Les Roms Depuis plus d'un an, 70 à 80 Roms dorment dans le quartier des grands magasins (9e). Il s'agit de familles entières, originaires de Roumanie - où ils sont discriminés - et qui vivent de la mendicité. «On suspecte aussi un trafic de chiens», indique-t-on à la mairie de Paris. «Ils n'utilisent pas le système de santé auquel ils ont droit», regrette Frédérique Kaba, responsable chez Emmaüs. «Ils demandent de l'aide immédiate, comme de la nourriture et des matelas, mais refusent des propositions qui vont plus loin.»

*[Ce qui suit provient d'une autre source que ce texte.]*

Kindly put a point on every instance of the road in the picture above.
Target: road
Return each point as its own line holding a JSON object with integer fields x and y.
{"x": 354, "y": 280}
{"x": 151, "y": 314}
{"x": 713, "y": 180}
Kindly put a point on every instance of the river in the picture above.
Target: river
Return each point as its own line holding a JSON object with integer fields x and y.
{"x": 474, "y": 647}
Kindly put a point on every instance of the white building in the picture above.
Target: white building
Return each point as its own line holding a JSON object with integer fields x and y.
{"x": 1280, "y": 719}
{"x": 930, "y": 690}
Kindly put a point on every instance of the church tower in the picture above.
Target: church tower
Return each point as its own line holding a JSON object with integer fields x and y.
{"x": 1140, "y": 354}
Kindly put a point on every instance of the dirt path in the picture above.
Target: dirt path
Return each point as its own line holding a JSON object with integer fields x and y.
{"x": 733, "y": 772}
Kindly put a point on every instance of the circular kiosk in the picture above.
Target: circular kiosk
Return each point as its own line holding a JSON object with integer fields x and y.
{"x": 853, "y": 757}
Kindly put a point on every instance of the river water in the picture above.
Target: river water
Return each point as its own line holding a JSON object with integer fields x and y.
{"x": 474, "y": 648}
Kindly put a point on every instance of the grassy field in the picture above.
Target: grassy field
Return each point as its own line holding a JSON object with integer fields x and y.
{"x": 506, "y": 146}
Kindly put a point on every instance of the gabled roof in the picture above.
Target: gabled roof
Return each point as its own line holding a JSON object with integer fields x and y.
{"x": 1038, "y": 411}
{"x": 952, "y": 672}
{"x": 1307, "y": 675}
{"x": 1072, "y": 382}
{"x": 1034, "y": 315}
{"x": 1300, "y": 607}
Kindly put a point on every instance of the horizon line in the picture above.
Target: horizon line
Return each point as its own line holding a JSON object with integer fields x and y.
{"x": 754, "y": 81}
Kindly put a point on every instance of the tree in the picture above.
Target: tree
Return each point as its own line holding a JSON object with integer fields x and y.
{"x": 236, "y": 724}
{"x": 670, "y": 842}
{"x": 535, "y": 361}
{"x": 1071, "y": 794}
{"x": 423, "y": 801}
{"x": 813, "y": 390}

Leur organisation communautaire, la barrière de la langue et une méfiance vis-à-vis de l'extérieur posent autant de défis aux associations. «On est démunis», regrette Pierre Henry, directeur général de France-Terre d'Asile. «De plus en plus disent vouloir s'installer en France», explique Dominique Bordin. Mais la grande majorité effectue encore des allers-retours entre la France et la Roumanie via les dispositifs d'aide au retour volontaire.

Les Soudanais Originaires du Darfour, une cinquantaine d'hommes sont arrivés depuis juillet dans le 13e, où se trouve le plus grand nombre de centres d'hébergement. Leur objectif est clair: s'installer en France.